In May 2021, Kirk married Erika Kirk (née Frantzve), a businesswoman, podcaster, and philanthropist who won the Miss Arizona USA pageant competition in 2012.[201][202] The couple’s first child, a daughter, was born in August 2022.[203] Their second child, a son, was born in May 2024.[204]
Religious views
Kirk was an evangelical Christian.[205] The Christian denomination to which he belonged was the Calvary Chapel Association.[40] Prior to the early 2020s, Kirk was described as secular and a critic of religious influence on politics and the state.[112][206] Later he became a Christian nationalist. In 2021, Kirk partnered with California pastor Rob McCoy to launch TPUSA Faith to mobilize conservative Christians to vote Republican. Kirk’s shift was influenced by events such as Trump’s move of the American embassy in Israel to Jerusalem and COVID-era church closures, which he and his allies portrayed as religious persecution.[112]

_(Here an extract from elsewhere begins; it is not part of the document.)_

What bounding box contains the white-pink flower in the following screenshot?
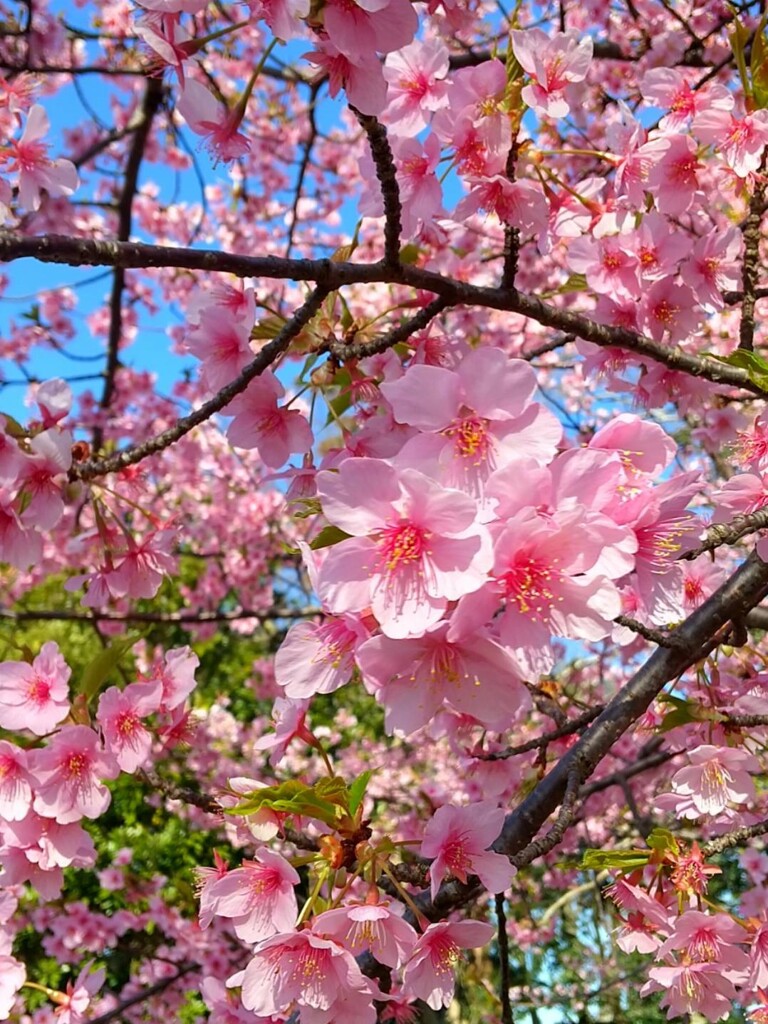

Kirk advocated Christian creationism, arguing that evolution is false and that Charles Darwin has been debunked.[207][208] He has debated this topic at his Prove Me Wrong table on campus.[209][210] Speaking on a podcast episode with creationist Stephen Meyer, Kirk said that he was intrigued by Meyer’s argument that there was scientific confirmation for intelligent design, contrary to Darwin.[211] He has discussed with Randy Guliuzza, the president of the Institute for Creation Research, their support for Young Earth Creationism on his podcast.[212]
Death
Main article: Killing of Charlie Kirk
On September 10, 2025, while on stage at Utah Valley University in Orem, Utah, for a TPUSA event, “The American Comeback Tour”,[213][214] Kirk was fatally shot in the neck. The shooting took place at 12:23 p.m. MDT (18:23 UTC), around 20 minutes after the event began, in front of an audience of about 3,000 people.[215][216][217]

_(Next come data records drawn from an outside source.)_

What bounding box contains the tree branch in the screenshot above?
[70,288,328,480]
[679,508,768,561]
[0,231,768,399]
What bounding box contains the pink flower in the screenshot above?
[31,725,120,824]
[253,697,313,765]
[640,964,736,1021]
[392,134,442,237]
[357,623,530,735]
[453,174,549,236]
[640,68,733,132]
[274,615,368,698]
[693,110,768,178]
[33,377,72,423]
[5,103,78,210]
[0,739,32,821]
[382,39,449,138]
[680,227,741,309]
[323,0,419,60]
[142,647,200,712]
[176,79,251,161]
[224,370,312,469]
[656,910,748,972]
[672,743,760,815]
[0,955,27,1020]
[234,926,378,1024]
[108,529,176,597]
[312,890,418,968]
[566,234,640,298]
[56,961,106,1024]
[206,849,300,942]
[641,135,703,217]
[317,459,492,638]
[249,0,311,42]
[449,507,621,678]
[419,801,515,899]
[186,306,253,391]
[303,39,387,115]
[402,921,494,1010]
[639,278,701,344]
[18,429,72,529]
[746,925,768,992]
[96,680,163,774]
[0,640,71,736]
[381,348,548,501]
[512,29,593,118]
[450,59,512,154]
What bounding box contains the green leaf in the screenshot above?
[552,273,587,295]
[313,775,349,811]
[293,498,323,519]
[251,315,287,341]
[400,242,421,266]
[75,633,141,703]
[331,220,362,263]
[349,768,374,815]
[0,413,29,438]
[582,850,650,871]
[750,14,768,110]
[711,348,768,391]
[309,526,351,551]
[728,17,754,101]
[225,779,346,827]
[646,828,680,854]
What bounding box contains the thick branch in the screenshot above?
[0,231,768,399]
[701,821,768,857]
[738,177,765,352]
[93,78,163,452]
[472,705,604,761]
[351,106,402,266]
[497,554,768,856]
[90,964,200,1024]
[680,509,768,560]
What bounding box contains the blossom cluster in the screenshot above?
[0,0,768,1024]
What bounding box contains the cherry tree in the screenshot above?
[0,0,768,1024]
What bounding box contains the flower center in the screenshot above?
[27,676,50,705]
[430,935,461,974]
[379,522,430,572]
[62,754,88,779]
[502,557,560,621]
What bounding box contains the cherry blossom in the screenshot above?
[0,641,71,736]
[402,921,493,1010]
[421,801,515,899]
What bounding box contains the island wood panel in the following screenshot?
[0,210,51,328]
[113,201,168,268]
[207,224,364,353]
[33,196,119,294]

Immediately before being shot, Kirk was discussing mass shootings. A student asked “Do you know how many mass shooters there have been in America over the last 10 years?”, and Kirk’s last words before being shot were his reply, “Counting or not counting gang violence?”[218][219] Kirk was taken to the Timpanogos Regional Hospital in critical condition, where he was pronounced dead later that afternoon at the age of 31.[220][221] FBI special agent in charge Robert Bohls described the investigation as “in its early stages” and encouraged members of the public to come forward with information.[222]
Reactions
Main article: Killing of Charlie Kirk § Reactions and analysis
Following the shooting before Kirk was pronounced dead, President Trump called for prayers for him on Truth Social.[223][224][225] Several prominent political figures from both parties, including all living former Presidents Bill Clinton, George W. Bush, Barack Obama, and Joe Biden, echoed the sentiment while condemning the act of political violence,[217][226] as well as a number of international heads of state.[191][227][228][229] Trump issued an order for all US flags to be flown at half-staff throughout the United States in his honor until September 14 at 6:00 p.m.[230]

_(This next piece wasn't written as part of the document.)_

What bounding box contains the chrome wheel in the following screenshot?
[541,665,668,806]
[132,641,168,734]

Some politicians responded to the shooting by linking it to broader political debates. Republicans have accused liberals of “inciting violence with rhetoric”, while Democrats have used the event to further discussions of gun safety legislation.[231] Extremists like Laura Loomer called for violence and revenge in the aftermath of Kirk’s killing,[232] and posted identifying details about people they accused of celebrating or justifying Kirk’s death.[233]
Achievements and legacy
Kirk was listed on the 2018 Forbes 30 Under 30 in Law & Policy.[234][235] In May 2019, Kirk was awarded the honorary degree of Doctor of Humanities (D.Hum.) from Liberty University.[236] A day after Kirk’s death, Donald Trump announced that Kirk will be posthumously awarded the Presidential Medal of Freedom.[237]